To make matters worse for UNC-Chapel Hill students, “Monday’s announcement came one hour and 15 minutes before the 5 p.m. deadline for fall tuition cancellations,” said Lamar Richards, a student chairperson on the Commission on Campus Equality and Student Equity at UNC.

“It’s painstakingly clear that it’s never been about the students,” said Sadie Tice, a sophomore. “Every decision they have made has been about money, and announcing it a mere week after classes start and an hour before tuition is due is almost cruel.”

Richards said that the commission, which polled over 1,000 students about how the university should handle the transition to virtual classes, found that the majority wanted extensions on deadlines for tuition refunds and a school-wide pass-or-fail option for courses this fall.

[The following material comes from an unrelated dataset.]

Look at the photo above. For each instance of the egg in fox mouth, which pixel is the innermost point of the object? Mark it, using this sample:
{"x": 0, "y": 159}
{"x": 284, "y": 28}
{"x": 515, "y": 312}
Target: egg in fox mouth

A university spokesperson said that more information about tuition reimbursement will be made in consultation with the UNC system and will be released in the coming days.

Students and the wider campus community have not had a moment to rest, Rao said. “We’ve been here for a little more than a week, and now students have to wait until the weekend for their parents to send them home,” he said. “It’s absurd how chaotic this has been. There are so many questions about funding, about refunds, about what students should do.”

Tice hopes that other universities are paying attention — and considering UNC-Chapel Hill’s struggles before reopening campuses for the fall semester.

"UNC leaders have had the tools and the information they need to have made the right decision the entire time and they chose not to,” Tice said. “The only thing that has changed in this last week is we have proven the predictions of what would happen to be true."